Ronchini Gallery is pleased to present Hashtag Abstract, a group exhibition that brings together new works by international artists Oliver Clegg, Richard Höglund, Christopher Kuhn and Kasper Sonne. For his inaugural exhibition as a curator, London based collector Kamiar Maleki presents work exploring trends and current developments in abstract painting.
Hashtag Abstract explores the phenomenon of news traveling fast in the digital era and the impact of social media as well as the power of the individual as a critic. Addressing how trends emerge organically, Hashtag Abstract invites the viewer to interact with the works through social media in a critical and engaging way, moving beyond the barrier of mere observation and advocating the power of the image as a tool of engagement.
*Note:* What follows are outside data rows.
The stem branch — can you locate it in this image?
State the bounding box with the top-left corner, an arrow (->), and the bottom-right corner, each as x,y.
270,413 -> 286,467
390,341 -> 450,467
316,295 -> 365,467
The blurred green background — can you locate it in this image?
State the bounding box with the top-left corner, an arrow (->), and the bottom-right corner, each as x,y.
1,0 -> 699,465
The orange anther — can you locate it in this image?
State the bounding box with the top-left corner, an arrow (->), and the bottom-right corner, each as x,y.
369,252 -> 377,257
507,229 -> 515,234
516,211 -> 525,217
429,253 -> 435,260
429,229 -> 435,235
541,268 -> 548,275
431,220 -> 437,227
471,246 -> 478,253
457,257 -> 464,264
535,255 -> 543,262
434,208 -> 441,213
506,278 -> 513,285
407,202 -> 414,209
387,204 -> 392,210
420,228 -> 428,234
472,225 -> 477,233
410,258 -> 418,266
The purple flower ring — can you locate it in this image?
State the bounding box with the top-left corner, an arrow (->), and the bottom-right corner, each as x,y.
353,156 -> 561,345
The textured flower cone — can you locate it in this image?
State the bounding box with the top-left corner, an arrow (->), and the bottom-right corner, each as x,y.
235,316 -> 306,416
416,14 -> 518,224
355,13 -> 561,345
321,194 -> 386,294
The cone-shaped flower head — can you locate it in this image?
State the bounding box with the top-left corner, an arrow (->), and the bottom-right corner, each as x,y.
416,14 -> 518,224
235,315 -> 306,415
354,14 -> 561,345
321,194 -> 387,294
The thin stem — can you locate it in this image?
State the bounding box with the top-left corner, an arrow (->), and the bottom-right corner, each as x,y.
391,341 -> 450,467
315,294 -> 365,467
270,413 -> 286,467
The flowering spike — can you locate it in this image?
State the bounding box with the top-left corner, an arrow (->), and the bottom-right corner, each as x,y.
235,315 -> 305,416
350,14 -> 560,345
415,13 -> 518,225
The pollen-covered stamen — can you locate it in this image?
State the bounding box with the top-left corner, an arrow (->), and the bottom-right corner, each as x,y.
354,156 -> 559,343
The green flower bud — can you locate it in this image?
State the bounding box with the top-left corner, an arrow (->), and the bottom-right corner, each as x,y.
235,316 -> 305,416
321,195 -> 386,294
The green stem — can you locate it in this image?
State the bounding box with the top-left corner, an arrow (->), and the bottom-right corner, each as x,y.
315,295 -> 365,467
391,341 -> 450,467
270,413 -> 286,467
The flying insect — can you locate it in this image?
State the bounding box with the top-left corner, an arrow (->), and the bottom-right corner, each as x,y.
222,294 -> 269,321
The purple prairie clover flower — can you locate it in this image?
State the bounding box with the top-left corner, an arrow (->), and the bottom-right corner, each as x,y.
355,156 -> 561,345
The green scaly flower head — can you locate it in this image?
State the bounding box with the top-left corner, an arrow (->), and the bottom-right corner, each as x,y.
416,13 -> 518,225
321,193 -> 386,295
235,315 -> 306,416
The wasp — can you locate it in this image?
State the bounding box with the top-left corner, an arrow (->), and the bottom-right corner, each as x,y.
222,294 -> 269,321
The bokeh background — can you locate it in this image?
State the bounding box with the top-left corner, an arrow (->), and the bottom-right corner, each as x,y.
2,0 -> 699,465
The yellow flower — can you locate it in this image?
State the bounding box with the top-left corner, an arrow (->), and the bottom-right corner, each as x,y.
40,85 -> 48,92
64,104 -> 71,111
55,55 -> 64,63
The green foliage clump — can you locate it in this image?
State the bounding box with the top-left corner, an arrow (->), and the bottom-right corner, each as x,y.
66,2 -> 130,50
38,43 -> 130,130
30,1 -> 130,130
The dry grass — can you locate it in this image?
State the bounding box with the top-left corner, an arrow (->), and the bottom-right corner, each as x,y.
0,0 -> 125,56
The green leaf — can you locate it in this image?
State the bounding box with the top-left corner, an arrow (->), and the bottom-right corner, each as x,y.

Los Angeles based painter Christopher Kuhn’s works combine gestural abstraction with geometrical designs. Kuhn’s recent paintings depict a multitude of techniques within a canvas referencing the changing and fast-paced art world. For his new work at the show Kuhn studies the techniques and devices that Old Masters employed, such as the 17th century Dutch painter Gerrit Dou, in creating the illusion of depth while accentuating the flatness of the picture plane. Brooklyn based, Danish artist Kasper Sonne’s works are also examples of divergent trends. His work of revolves around conceptual strategies, invoked with a certain sense of poetics, melancholia and doubt. Sonne explores how individual and cultural references influence the way we read the world around us, and how meaning is determined by the viewer's own active construction. British born, New York based Oliver Clegg uses figuration for his basis of abstraction. Deconstructed figures take on new meaning as they become abstracted. Paris based Richard Höglund’s works use language and mark making as a starting point for his works, turning linear forms into melodic abstract compositions.
Hashtag Abstract demonstrates the current diversity and range of techniques within the genre of contemporary painting. The artworks become the triggering element for a debate around the very definition of a trend and whether anything is really trending.